老化で何が起こるかについて見ていきましょう。
老化が見た目にわかりやすいのは皮膚でしょう。人は歳とともにしわが増え、外見を変えていきます。皮膚は、老化を最も感じさせやすい臓器と言えます。
年齢とともに、皮膚は薄くなり、皮下脂肪が減っていくことが知られています。また、皮膚に含まれるコラーゲンは年齢によって最大75%も減ってしまうことが報告されています(参考文献1)。あるいは、爪の伸び方も年齢とともに最大50%まで減ることが知られています(参考文献2)。

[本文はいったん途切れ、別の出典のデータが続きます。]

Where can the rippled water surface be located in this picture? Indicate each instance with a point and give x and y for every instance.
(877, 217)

なぜこのようなことが起こるのでしょうか。これを単純に説明するのはとても難しいですが、逆に言えば、とても複雑なプロセスであることが知られています。例えば、一つ一つの細胞レベルで見ていくと、年齢とともに細胞レベルでのミスが増えることが知られています。ちょうど歳とともにイージーミスが増えたりするように、細胞のレベルでも同じようなことが起こるのです。

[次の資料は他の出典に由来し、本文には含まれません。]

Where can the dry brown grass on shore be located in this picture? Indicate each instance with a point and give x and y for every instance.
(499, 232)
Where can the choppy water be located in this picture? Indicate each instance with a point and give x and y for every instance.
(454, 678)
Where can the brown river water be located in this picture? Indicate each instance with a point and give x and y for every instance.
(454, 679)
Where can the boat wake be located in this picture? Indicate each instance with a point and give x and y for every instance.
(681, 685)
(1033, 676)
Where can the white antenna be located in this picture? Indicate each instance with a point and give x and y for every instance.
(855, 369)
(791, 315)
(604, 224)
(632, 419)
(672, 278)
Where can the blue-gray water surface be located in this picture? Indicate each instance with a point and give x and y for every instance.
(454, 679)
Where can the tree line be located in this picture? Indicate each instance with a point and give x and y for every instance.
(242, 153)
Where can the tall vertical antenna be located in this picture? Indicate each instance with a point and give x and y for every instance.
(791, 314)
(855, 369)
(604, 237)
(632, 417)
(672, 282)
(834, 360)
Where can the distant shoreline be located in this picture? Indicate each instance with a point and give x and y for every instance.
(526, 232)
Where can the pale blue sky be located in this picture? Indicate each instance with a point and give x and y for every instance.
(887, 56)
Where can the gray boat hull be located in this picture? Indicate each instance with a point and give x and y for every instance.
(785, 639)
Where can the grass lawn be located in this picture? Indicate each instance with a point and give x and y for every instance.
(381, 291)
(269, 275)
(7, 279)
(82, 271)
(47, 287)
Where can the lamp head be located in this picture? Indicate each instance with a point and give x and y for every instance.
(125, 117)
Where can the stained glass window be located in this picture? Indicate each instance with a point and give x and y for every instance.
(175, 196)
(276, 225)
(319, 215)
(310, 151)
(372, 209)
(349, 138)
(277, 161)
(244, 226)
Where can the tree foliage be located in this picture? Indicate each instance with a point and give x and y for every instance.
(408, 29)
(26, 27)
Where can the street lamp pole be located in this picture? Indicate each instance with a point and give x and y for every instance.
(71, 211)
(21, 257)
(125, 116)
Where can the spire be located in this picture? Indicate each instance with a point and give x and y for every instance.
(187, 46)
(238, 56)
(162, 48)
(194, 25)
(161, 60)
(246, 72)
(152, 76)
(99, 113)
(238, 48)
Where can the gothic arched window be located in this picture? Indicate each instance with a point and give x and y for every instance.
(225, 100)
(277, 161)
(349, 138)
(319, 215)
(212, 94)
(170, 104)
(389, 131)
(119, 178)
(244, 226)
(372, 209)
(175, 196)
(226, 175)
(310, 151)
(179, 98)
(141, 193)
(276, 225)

しかし、細胞は賢く、少しミスをしてもすぐに修正できるよう、ミスのチェック機構が何重にも準備されているので、普通はミスをおかしてもすぐに修正が可能です。でも、歳を重ねるごとにこのチェック機構もうまく機能しなくなることがわかっています。
このような背景があり、皮膚の細胞でもミスが積み重なっていくのです。ミスを繰り返した細胞は、やがて死に至ります。こうして細胞レベルでの死が重なり、臓器レベルでも衰えていくというわけです。

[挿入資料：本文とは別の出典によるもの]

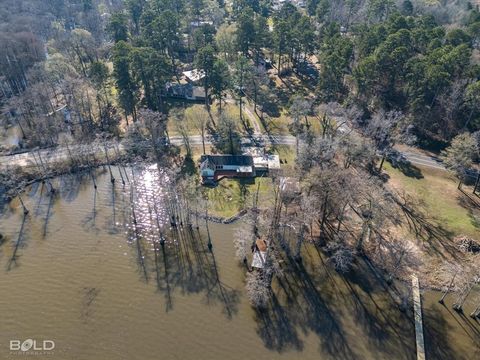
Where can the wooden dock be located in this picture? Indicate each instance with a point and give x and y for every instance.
(417, 310)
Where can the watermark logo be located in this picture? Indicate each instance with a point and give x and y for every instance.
(32, 347)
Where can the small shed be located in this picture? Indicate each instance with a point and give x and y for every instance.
(259, 254)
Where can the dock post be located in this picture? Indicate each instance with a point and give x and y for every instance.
(417, 310)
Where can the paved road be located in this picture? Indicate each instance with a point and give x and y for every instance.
(424, 160)
(61, 153)
(58, 154)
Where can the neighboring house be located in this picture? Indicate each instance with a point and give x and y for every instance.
(194, 76)
(216, 167)
(185, 92)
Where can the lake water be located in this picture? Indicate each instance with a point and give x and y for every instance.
(83, 274)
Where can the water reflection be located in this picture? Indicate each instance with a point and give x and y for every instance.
(134, 249)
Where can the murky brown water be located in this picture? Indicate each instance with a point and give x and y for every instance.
(83, 275)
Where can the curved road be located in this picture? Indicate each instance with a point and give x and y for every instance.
(61, 153)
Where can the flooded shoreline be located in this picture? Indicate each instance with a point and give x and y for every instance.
(80, 271)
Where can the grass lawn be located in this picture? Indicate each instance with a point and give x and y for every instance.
(233, 195)
(230, 110)
(440, 199)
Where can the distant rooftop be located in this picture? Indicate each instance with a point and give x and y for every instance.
(238, 160)
(194, 75)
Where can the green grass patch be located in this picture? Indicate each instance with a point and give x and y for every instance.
(440, 199)
(231, 196)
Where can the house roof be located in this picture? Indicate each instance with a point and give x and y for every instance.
(194, 75)
(238, 160)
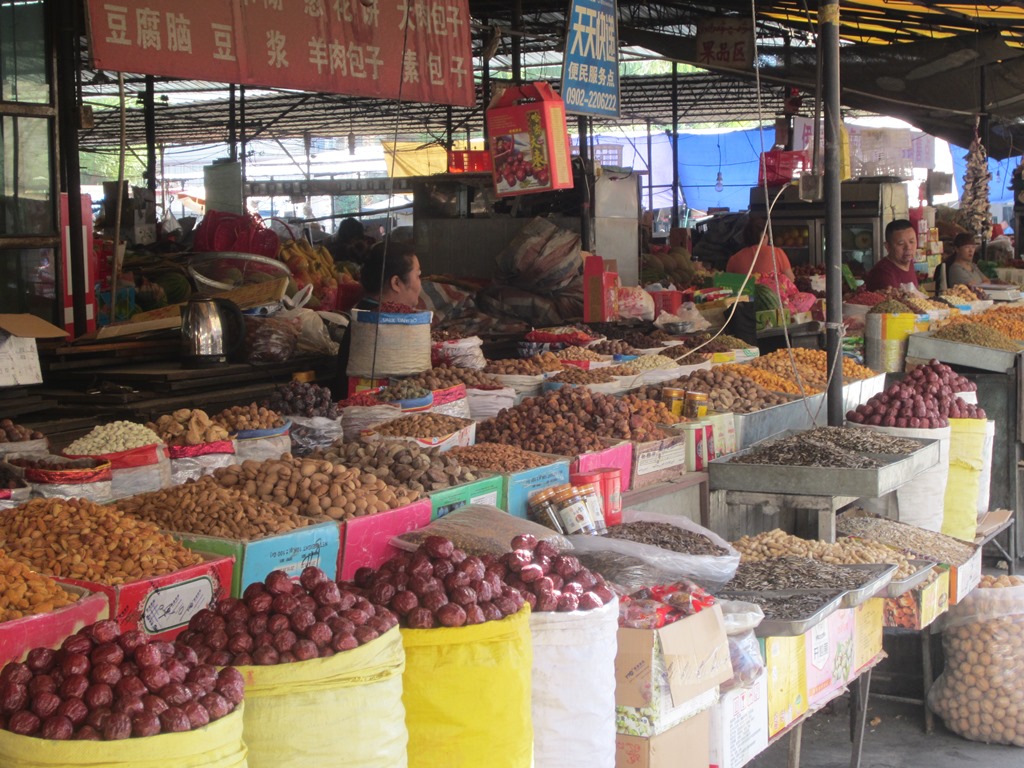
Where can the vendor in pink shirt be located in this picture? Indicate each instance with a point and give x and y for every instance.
(896, 269)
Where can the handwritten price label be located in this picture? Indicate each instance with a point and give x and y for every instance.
(168, 607)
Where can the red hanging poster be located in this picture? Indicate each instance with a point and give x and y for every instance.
(414, 50)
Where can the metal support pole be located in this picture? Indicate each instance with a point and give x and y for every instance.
(242, 130)
(232, 128)
(67, 62)
(650, 175)
(516, 41)
(585, 232)
(675, 144)
(828, 43)
(150, 124)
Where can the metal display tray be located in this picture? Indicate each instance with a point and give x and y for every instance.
(884, 574)
(926, 346)
(790, 627)
(902, 586)
(726, 474)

細胞がミスを重ねると必要なものが十分作れなくなります。例えば、若いうちは皮下脂肪を十分生み出すことができ、その皮下脂肪が表面の皮膚をしなやかに、そしてピンと張った状態で維持してくれます。しかし、この皮下脂肪が歳とともに十分作れなくなり減っていってしまうことで、皮膚のハリが弱くなり、しわができてしまいます。
薄くなった皮膚に起こること
しわができるだけなら体には支障が出ないかもしれませんが、薄くなった皮膚は壊れやすくなります。すると、若い頃ならなんともなかった僅かな圧力でも皮膚が破れてしまうようになります。皮膚は体を守る大切なバリアですから、これが破れてしまうと、体の中に細菌が入り込んで感染症を起こしてしまったり、出血してしまったりということにつながります。これは老化で起こる問題と言えるでしょう。
こういった加齢での変化に加えて、例えば太陽光による紫外線の暴露が増えると、皮膚のコラーゲンの減少が起こり、しわも増えやすいことが知られています。遺伝情報だけでなく、環境によって加齢が加速する好例ですね。
一方で、ニキビの治療などにも用いられることのあるトレチノイン(※)という塗り薬を9ヶ月間毎日塗り続けると、皮膚の厚みが回復し、コラーゲンが増加したとする研究があります(参考文献3)。このことは、加齢による変化が、工夫によって軌道修正可能なのかもしれないことを示唆しています。
(※ただしこのトレチノイン、皮膚に赤みが出たり、妊娠中に使用すると胎児奇形につながる可能性なども指摘されていますので、この文章を読んで安易に使用を開始しないようにしてください。)
このように老化というのは、ただ年齢を重ねることだけでなく、環境など様々なものに影響を受けながら進んでいくのです。